Bischof Algermissen: Biomedizinische und technologische Möglichkeiten stellten nicht nur die Politik vor neue Aufgaben, sondern es müsse sich auch die Gesellschaft mit ihren Träumen, Wünschen und Idealen kritischer auseinandersetzen


Fulda (kath.net/bpf) „Für mich wird im Jahr 2014 eine Schlüsselfrage sein, wie wir die Botschaft des Evangeliums authentisch leben und als Kirche überzeugend auftreten. Wir müssen herausfinden, wie wir mehr Barmherzigkeit mit den Menschen zeigen und bezeugen können, die in einer Welt voller Brüche und Widersprüche leben.“ Dies betonte der Fuldaer Bischof Heinz Josef Algermissen (Foto) am Mittwoch, 1. Januar, beim traditionellen Neujahrsempfang im Fuldaer Priesterseminar. Das Misstrauen gegenüber dem kirchlichen Amt und den kirchlichen Strukturen, wie sie im vergangenen Jahr 2013 zutage getreten seien, bezeichnete der Oberhirte vor über 100 Vertretern aus Kirche und Gesellschaft als Alarmzeichen. Denn Misstrauen hebe Vertrauen auf, und ohne Vertrauen könne keine Glaubensverkündigung gelingen.

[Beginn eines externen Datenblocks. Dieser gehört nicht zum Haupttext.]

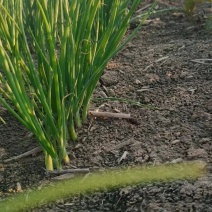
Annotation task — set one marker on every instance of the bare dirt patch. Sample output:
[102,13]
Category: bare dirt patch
[159,69]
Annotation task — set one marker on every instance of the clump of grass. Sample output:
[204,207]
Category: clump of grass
[99,181]
[52,54]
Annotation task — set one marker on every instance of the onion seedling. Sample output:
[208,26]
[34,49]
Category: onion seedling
[52,54]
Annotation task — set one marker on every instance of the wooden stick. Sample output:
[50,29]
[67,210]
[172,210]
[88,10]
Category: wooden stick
[110,115]
[66,171]
[31,152]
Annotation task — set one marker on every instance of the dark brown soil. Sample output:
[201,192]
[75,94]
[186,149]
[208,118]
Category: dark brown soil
[155,69]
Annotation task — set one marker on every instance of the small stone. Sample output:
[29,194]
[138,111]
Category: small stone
[196,153]
[175,141]
[109,78]
[178,160]
[205,140]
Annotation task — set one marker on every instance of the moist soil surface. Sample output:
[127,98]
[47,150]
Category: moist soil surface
[172,122]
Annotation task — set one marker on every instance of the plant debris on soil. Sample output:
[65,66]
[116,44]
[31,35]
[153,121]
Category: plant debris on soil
[167,68]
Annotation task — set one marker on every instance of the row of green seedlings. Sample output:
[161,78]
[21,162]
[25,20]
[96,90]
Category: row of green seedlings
[52,54]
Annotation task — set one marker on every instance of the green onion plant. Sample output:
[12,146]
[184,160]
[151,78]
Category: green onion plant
[52,54]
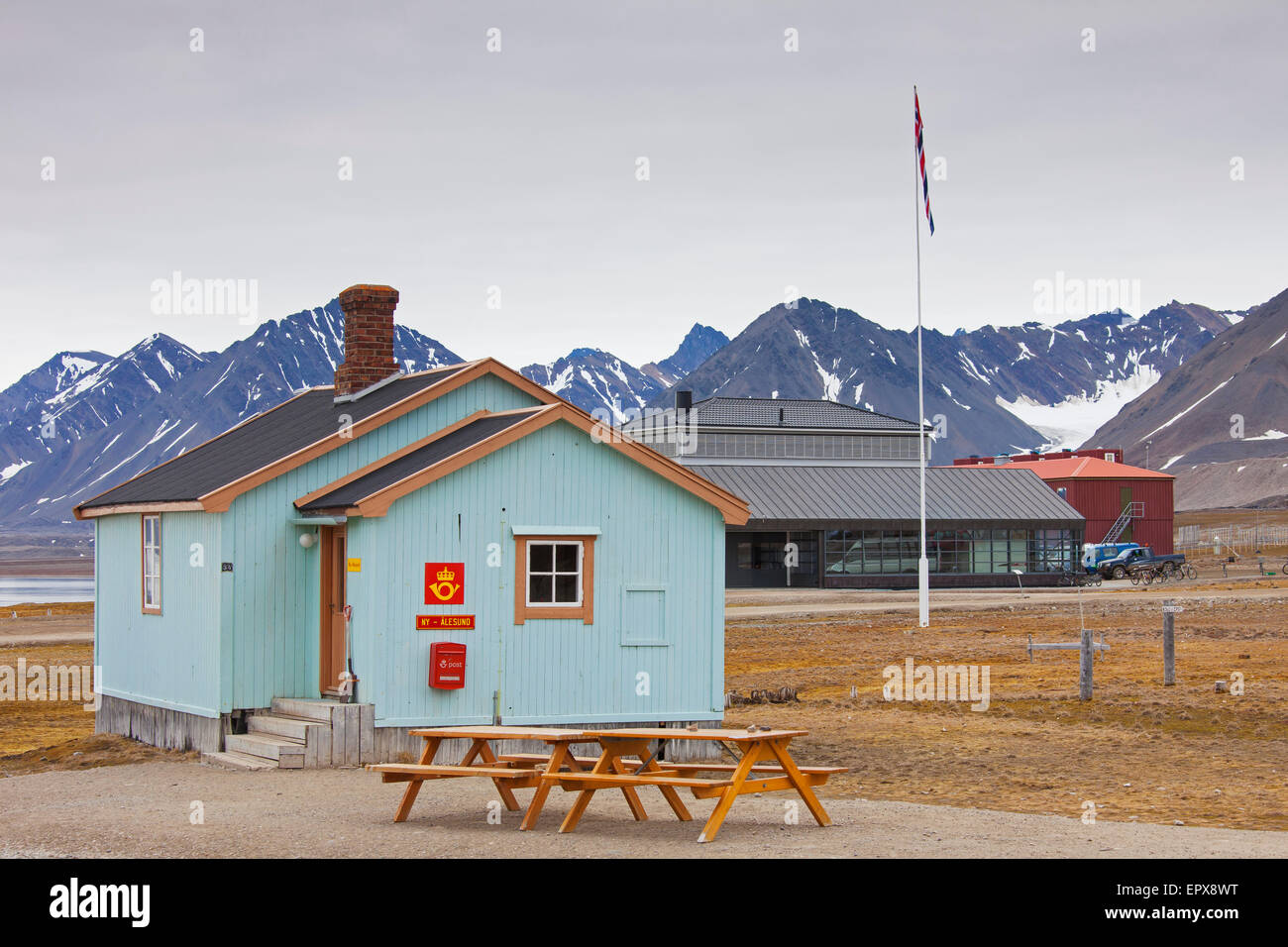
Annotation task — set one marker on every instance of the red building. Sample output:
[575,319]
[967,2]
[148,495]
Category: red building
[1102,491]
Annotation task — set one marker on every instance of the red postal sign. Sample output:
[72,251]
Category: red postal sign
[445,622]
[445,582]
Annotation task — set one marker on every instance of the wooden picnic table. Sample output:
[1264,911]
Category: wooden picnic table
[764,766]
[507,771]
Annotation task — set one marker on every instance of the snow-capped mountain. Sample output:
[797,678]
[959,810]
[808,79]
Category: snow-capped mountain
[1229,402]
[698,346]
[84,423]
[593,379]
[996,388]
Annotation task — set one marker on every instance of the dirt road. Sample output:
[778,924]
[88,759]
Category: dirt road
[146,809]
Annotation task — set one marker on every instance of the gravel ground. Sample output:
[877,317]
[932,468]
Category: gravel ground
[143,810]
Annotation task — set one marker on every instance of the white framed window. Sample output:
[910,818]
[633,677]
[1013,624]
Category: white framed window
[153,564]
[554,574]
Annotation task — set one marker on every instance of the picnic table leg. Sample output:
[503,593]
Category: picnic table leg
[412,789]
[539,799]
[780,750]
[604,764]
[632,797]
[739,776]
[506,792]
[671,796]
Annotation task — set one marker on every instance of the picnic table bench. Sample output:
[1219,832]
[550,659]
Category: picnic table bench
[507,772]
[764,766]
[761,751]
[480,761]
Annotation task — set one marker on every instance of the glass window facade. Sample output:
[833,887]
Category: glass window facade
[893,552]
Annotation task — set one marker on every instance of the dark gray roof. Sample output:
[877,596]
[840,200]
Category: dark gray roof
[763,412]
[261,441]
[957,497]
[417,460]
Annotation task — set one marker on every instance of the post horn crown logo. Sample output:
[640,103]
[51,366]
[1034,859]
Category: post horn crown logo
[446,587]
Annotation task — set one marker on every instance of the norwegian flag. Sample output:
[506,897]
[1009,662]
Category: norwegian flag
[921,158]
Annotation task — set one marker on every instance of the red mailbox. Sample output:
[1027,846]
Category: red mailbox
[447,665]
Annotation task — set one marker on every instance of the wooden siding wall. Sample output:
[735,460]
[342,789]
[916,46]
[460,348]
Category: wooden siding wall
[655,538]
[168,660]
[1100,501]
[273,616]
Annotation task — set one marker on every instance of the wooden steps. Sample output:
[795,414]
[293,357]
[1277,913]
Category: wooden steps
[232,759]
[297,733]
[287,753]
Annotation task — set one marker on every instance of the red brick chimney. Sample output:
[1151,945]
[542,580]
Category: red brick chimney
[369,338]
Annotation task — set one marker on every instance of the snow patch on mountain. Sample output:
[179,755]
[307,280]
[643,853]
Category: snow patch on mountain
[1070,421]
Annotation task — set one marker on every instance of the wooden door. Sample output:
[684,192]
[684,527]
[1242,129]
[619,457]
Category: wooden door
[334,574]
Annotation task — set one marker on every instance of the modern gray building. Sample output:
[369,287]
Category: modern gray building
[833,497]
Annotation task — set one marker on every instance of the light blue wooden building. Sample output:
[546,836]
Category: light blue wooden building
[243,586]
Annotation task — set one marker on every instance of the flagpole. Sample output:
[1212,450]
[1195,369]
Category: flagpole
[922,564]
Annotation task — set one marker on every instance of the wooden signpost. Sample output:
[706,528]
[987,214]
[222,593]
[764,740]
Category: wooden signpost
[1170,609]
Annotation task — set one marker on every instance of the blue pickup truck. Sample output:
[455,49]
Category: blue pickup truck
[1136,557]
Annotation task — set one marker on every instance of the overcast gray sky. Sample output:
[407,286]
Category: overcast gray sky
[516,169]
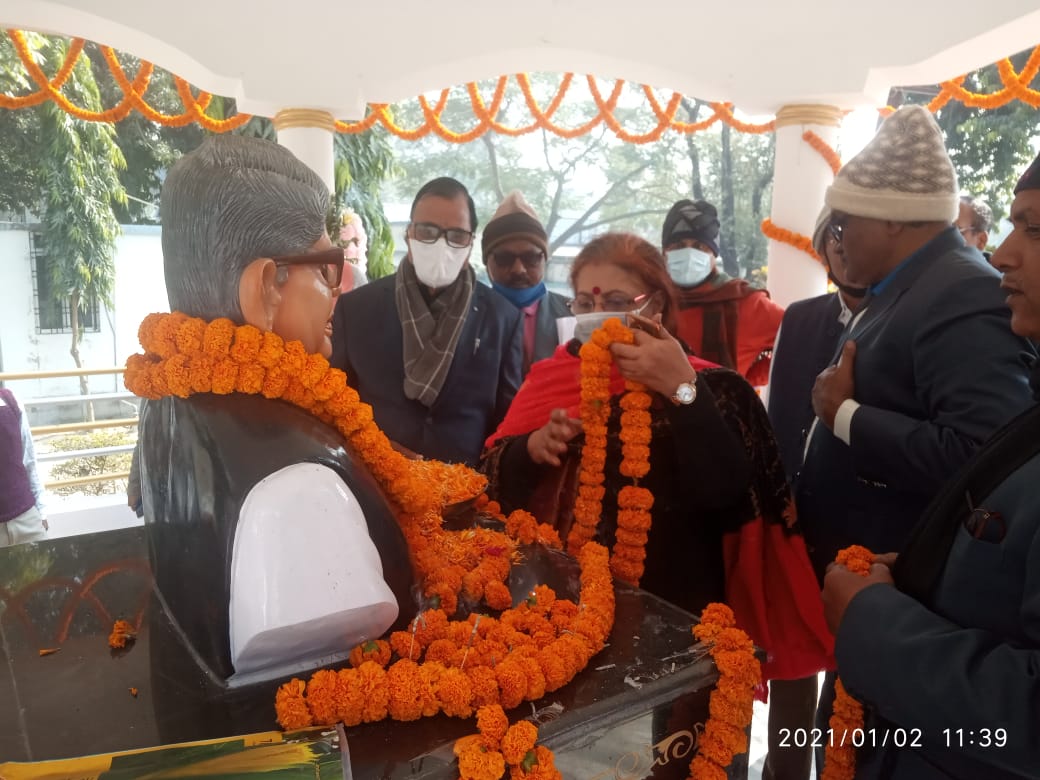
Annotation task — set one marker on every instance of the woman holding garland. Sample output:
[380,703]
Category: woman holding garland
[722,524]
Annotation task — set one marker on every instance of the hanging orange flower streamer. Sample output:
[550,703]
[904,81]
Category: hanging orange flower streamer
[731,703]
[1015,85]
[847,717]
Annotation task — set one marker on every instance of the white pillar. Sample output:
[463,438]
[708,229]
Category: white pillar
[308,133]
[800,178]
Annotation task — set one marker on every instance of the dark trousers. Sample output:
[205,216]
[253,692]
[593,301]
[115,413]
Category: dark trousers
[793,706]
[824,711]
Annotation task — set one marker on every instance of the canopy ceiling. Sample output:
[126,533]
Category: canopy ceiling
[338,56]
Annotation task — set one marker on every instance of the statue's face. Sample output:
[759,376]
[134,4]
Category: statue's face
[306,306]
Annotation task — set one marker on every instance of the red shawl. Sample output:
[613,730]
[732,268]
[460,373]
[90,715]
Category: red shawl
[555,383]
[770,582]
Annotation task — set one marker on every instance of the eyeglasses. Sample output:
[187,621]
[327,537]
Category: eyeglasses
[587,304]
[330,263]
[530,258]
[429,233]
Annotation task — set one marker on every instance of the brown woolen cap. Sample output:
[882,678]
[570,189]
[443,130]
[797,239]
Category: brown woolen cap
[514,218]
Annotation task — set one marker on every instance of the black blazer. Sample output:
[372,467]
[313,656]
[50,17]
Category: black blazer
[937,371]
[484,377]
[805,343]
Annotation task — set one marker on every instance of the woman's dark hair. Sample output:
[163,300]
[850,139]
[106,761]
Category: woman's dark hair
[638,257]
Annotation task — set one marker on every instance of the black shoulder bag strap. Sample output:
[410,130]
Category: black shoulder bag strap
[919,567]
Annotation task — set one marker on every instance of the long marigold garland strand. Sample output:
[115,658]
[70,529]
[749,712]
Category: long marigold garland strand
[847,717]
[633,502]
[731,703]
[498,747]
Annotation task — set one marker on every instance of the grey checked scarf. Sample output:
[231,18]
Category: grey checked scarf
[430,331]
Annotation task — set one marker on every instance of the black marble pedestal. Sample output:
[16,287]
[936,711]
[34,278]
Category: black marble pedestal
[633,712]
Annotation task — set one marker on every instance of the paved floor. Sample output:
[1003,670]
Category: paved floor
[108,513]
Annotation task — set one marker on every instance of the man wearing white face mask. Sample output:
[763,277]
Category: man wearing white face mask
[437,356]
[722,319]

Algermissen betonte, dass es wichtig sei, die im Rücktritt Papst Benedikts XVI. sichtbare Demut und die Zuwendung des neuen Papstes Franziskus zu den Menschen auch im Bistum Fulda umzusetzen. „Tatsächlich brauchen wir neue Wege der Nähe und müssen viel deutlicher an die Ränder gehen, um die Menschen dort zu finden, wo sie sind.“

Anfrage an das Verhältnis von Staat und Kirche

Die zunehmenden Anfragen aus der Politik an das bestehende Verhältnis von Staat und Kirchen in den Bereichen wie Kirchensteuer, Arbeitsrecht und Religionsunterricht sowie die stärker werdende Religionsfeindlichkeit in der Gesellschaft müssten der Kirche in Deutschland zu denken geben. Bischof Algermissen rief dazu auf, sich offensiv auf diese Diskussion einlassen. „Nach meiner Überzeugung ist zu dem funktionierenden Staat-Kirche-System in Deutschland derzeit keine Alternative erkennbar, die für die Gesellschaft und das Gemeinwohl nützlicher wäre.“

Einsatz für Ehe und Familie erforderlich

„Die ehebegründete Familie ist für mich das fundamentale Band zwischen den Menschen, auf das Gesellschaft und Staat aufbauen können. Politik und Sozialstaat können die familiären Bindungen und die menschliche Fürsorge weder ersetzen noch schaffen.“ Es sei notwendig, die Familienpolitik aus der Schublade der Sozialpolitik herauszunehmen und in das Zentrum unserer Gesellschafts- und Zukunftspolitik zu stellen. Hier sei auch das Engagement der katholischen Verbände Kolping, KAB und Frauengemeinschaft gefragt. Laut dem Zweiten Vatikanischen Konzil seien nämlich die Laien inmitten der Welt berufen, vom Geist Christi beseelt nach Art des Sauerteigs ihr Apostolat in der Welt auszuüben. Der Bischof verwies darauf, dass es zum Thema „Die pastoralen Herausforderungen der Familie im Rahmen der Evangelisierung“ im Oktober eine Bischofssynode in Rom geben werde. Die Diskrepanz zwischen kirchlicher Lehre und der Wirklichkeit werfe die Frage auf, wie man die Lehre von der Unauflöslichkeit der sakramentalen Ehe zur Geltung bringen und zugleich den Menschen, die in ihrer Ehe gescheitert seien, glaubwürdig Gottes Erbarmen vermitteln könne.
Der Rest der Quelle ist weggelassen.